Le piattaforme sono dotate di funzioni e strumenti raffinatissimi per il tracking, l'assegnazione delle attività agli utenti-discenti, il monitoraggio dei risultati, ecc. ecc. Molto spesso sono sviluppate da aziende statunitensi per realtà statunitensi. Molto spesso l'unico adattamento alla realtà italiana si concretizza nella traduzione delle scritte sui pulsanti e dell'help (anche se le piattaforme costano tantissimo).

I clienti. Chi ha avuto esperienze di "formazione a distanza" o di utilizzo di supporti per la formazione (CBT, WBT, CD-ROM) in auto-apprendimento, solitamente ne è insoddisfatto perché: è noiosa, è meno coinvolgente di un docente, è lenta, "e allora è meglio un libro…". Chi non ha avuto esperienze è solitamente scettico. Chi non è scettico ed è un po' "informato" chiede la piattaforma di cui ha sentito parlare ad un seminario o di cui ha visto la pubblicità o letto la recensione sulla rivista specializzata.

In estrema sintesi, il problema è semplice: vengono fatte "cose vecchie" con uno strumento nuovo. Non esiste ad oggi - o quantomeno non ne sono a conoscenza - un modello di riferimento per l'apprendimento in rete.

Esistono però molti indizi e riscontri di ciò che non funziona e di ciò che potrebbe farlo funzionare.

Tutte le realtà che io conosco sottovalutano la dimensione "cooperativa" o "relazionale", che invece è la caratteristica principale del mezzo.
È assolutamente più facile creare pacchetti di corsi e ambienti per l'e-learning che creare e mantenere "sistemi per l'apprendimento basati sulle persone". Primo perché ci vogliono le persone (che non si possono vendere). Secondo perché le persone devono essere anche brave. Terzo perché non si sa esattamente in che cosa devono essere brave.

Detto questo ritengo che la dimensione cooperativa sia l'ingrediente concettualmente più interessante e più pregnante dal punto di vista educativo dei modelli di apprendimento basati sulla telematica.
Grazie alla cooperazione possono essere privilegiate forme di apprendimento quali il lavoro di gruppo, l'attività di ricerca documentale, lo scambio di informazioni, la condivisione di esperienze, il confronto culturale, la cooperazione al raggiungimento di obiettivi comuni, solo per citare alcune delle possibilità (tutte forme già ampiamente pre-esistenti all'avvento della telematica).

Il costruttivismo ha messo in evidenza l'importanza di queste forme di interazione ai fini del raggiungimento di specifiche finalità formative e, più in generale, l'influenza di queste interazioni sui processi cognitivi, sulle abilità metacognitive, sulla motivazione all'apprendimento, l'autostima e lo sviluppo del senso sociale.
Un ruolo centrale è attribuibile al "confronto" sui contenuti e alla condivisione e alla rivalutazione delle singole esperienze, piuttosto che alla "mera" acquisizione di nuove conoscenze individuali.

L'elemento più critico affinché tutto questo sia possibile è il modello di cooperazione secondo cui gli attori agiscono e interagiscono per il raggiungimento dell'obiettivo comune.
I modelli non sono così facili da formulare anche perché probabilmente l'esperienza di cui disponiamo non è ancora sufficiente.
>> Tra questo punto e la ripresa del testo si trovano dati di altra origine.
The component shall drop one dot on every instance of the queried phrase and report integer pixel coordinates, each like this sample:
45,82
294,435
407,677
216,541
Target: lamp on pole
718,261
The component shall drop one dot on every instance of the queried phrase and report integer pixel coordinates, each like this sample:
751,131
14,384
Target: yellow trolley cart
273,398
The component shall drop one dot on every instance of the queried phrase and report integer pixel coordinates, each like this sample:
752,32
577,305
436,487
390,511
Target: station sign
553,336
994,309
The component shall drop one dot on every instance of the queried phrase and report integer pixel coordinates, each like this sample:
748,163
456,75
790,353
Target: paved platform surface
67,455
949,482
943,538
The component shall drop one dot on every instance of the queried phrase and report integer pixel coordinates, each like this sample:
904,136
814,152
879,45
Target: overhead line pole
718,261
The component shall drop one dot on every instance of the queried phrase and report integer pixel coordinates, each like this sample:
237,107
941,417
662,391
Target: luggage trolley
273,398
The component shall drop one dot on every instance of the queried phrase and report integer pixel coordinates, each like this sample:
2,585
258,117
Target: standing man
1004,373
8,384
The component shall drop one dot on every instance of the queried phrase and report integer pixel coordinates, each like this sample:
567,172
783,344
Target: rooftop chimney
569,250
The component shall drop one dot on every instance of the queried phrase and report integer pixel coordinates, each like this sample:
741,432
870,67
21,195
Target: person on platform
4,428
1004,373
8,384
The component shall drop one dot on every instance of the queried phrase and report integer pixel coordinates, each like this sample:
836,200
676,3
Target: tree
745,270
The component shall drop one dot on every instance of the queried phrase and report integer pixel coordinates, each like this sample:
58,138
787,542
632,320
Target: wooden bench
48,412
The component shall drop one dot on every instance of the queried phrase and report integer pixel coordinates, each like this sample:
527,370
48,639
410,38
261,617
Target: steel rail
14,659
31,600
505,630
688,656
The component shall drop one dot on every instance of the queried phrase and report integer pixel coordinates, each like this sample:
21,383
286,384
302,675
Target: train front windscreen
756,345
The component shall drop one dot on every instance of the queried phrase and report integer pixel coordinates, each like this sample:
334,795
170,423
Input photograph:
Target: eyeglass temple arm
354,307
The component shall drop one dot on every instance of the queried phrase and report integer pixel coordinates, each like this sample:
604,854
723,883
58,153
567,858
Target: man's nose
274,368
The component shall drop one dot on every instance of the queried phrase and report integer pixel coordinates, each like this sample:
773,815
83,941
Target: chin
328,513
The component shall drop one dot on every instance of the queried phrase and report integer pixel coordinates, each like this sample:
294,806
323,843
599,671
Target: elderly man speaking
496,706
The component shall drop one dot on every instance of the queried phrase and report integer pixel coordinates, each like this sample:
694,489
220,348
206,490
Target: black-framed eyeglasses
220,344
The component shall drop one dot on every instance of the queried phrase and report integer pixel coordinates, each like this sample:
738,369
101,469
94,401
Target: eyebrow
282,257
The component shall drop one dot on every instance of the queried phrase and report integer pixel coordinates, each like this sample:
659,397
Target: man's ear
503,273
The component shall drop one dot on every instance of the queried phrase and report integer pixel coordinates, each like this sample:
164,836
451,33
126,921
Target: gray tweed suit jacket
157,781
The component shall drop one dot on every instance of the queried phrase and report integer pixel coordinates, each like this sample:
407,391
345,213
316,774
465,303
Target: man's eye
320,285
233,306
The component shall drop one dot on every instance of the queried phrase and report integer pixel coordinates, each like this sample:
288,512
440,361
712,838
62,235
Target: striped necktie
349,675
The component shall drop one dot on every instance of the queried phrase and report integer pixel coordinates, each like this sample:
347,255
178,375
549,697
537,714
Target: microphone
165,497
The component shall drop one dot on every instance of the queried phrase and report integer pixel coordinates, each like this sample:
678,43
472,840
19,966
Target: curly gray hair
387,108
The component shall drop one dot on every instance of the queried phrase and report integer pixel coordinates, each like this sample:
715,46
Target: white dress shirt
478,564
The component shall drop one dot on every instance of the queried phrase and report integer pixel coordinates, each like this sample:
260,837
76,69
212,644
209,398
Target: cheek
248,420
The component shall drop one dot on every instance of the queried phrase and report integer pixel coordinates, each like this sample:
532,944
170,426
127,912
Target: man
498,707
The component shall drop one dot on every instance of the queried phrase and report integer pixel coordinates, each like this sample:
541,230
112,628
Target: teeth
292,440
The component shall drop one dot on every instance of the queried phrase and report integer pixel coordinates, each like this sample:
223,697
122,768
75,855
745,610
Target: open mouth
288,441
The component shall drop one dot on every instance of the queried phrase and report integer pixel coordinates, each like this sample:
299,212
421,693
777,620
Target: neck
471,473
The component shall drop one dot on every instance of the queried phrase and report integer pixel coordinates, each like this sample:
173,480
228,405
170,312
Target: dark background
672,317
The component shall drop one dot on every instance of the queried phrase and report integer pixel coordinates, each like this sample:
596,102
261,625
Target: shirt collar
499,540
Quello che però appare chiaro da molte esperienze è la necessità di strutturare fortemente la comunicazione telematica e il lavoro di gruppo.
Servono inoltre figure che svolgano un ruolo di stimolo, collante, facilitazione sia nell'ambito della comunicazione che del coordinamento del "lavoro" (di apprendimento) di gruppo.

Il "facilitatore" deve adottare una serie di accorgimenti che favoriscano l'interazione dei soggetti e ne valorizzino gli interventi, aiutino il gruppo a mantenere il fuoco sugli obiettivi del lavoro collaborativo e conseguentemente sulle conoscenze e sulle abilità che si intendono raggiungere.
Tutto questo perché mettere a disposizione la possibilità di comunicare senza definire compiti precisi e modalità di operazione non dà alcuna garanzia di successo.

Concludo riaffermando il principio che il successo della formazione in rete si giocherà sulle metodologie e sulle persone piuttosto che sulle tecnologie (e sui cataloghi di corsi).
Imparare a cooperare in rete (ovvero formare le persone sulla formazione/apprendimento in rete), avere delle figure chiave al centro del processo, porre grande attenzione alla strutturazione e alla organizzazione delle attività (criticità della progettazione): su questi elementi si gioca il futuro dell'e-learning.